L’Ombre : En viendriez-vous à nous faire l’apologie de la hiérarchie et de la discrimination ?
Le Voyageur : Il faut oser de temps à autre quelques mots bafoués ou maudits. Certains mots ont, comme on dirait, mauvaise presse. Il suffit de les avancer pour susciter la réprobation générale. Le politiquement correct en viendra prochainement à revoir le dictionnaire, pour le conformer à la réalité fictive démocratiquement instaurée par l’Opinion. Nos censeurs, nos inquisiteurs, faute de pouvoir s’exercer sur la matière humaine, ne détestent pas quelques rafles dans notre vocabulaire. Ces rafles s’ajoutent au déjà sensible appauvrissement. Le mot « hiérarchie » à déjà été guillotiné et le mot discrimination fusillé, jusqu’à ce qu’on l’empaille, le naturalise pour le resservir en « discrimination positive ». Il n’en demeure pas moins que toute pensée ne fait rien d’autre que hiérarchiser et discriminer. Quel que soit le sujet dont elle s’empare la pensée hiérarchise, elle choisit, elle définit. Penser, c’est penser que tout n’est pas égal. Les joutes verbales de Pascal, dont témoignent Les Provinciales ne sont pas, toute polémiques qu’elles fussent, équivalentes d’une baston à coups de battes. La différence est définie par la civilisation dont la vocation est de préférer la prose de Pascal au pitt-bull. La civilisation est un choix ; à nous de l’aimer ou de la haïr, de la vouloir perpétuer ou abolir. Ces pédagogues, ennemis de toute discrimination et de toute hiérarchie, qui se lamentent sur la « violence » faites aux élèves par la culture humaniste, violence abominable, il est vrai, allant, vous imaginez, jusqu’à faire apprendre par cœur une déclinaison latine ou un poème de Ronsard, voire quelques dates de l’Histoire de France, ces pédagogues, mal nommés, qui demandent à ce que l’on respecte les cultures, fussent-elles la duplication pure et simple de la niaiserie publicitaire, ces pédagogues si gentils, si conviviaux, le masque ôté, apparaissent pour ce qu’ils sont : les ennemis de la civilisation et les garde-chiourmes de la société.

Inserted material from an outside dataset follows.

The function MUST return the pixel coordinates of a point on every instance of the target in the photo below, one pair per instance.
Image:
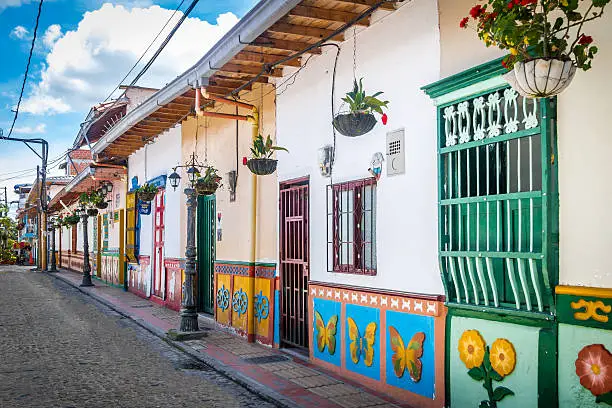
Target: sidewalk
(270, 373)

Là où toute civilisation traditionnelle allait vers l’accroissement de la maîtrise des formes, l’affinement du langage en tant qu’instrument de perception du réel, le Moderne, ennemi de la hiérarchie et de la discrimination, va exactement en sens inverse, vers le babil, l’infantilisation, le servage, la barbarie, il dévale la pente, gravie durant quelques millénaires, il dilapide l’effort d’innombrables générations à rendre possible cette pure merveille : un homme libre. Mais qui désormais veut être libre ? Personne. Chacun tient à son Opinion, autour de laquelle il tourne comme un âne attaché à son piquet. Chaque mot qui disparaît de l’usage de la langue française est une possibilité d’être libre assassinée, un pan du réel évanoui, un sens arraché, une nuance écrasée. Nous sommes condamnés à vivre de plus en plus dans le vacarme, les couleurs criardes, les lignes simples. Adieu la lumière qui mousse, comme disait Rimbaud et l’ombre bleue des amandiers qu’évoquait André Suarès. On nous parle de respect, mais il n’en est plus, sinon dans la peur. Le propre d’une civilisation est de se déployer et de mourir. Le propre d’une société est de proliférer indéfiniment, d’ignorer l’horizon tragique de sa propre disparition comme la beauté d’aube de sa naissance. La société est superstitieuse : voyez comme elle évite ou proscrit l’usage de certains mots ; rien d’étonnant, puisque la société est une superstition, elle est cette superstructure qui survit à la disparition de la civilisation. La civilisation est morte, subsiste la société, mais cette subsistance n’est pas une vie, pas même une survie : une superstition, une fiction macabre.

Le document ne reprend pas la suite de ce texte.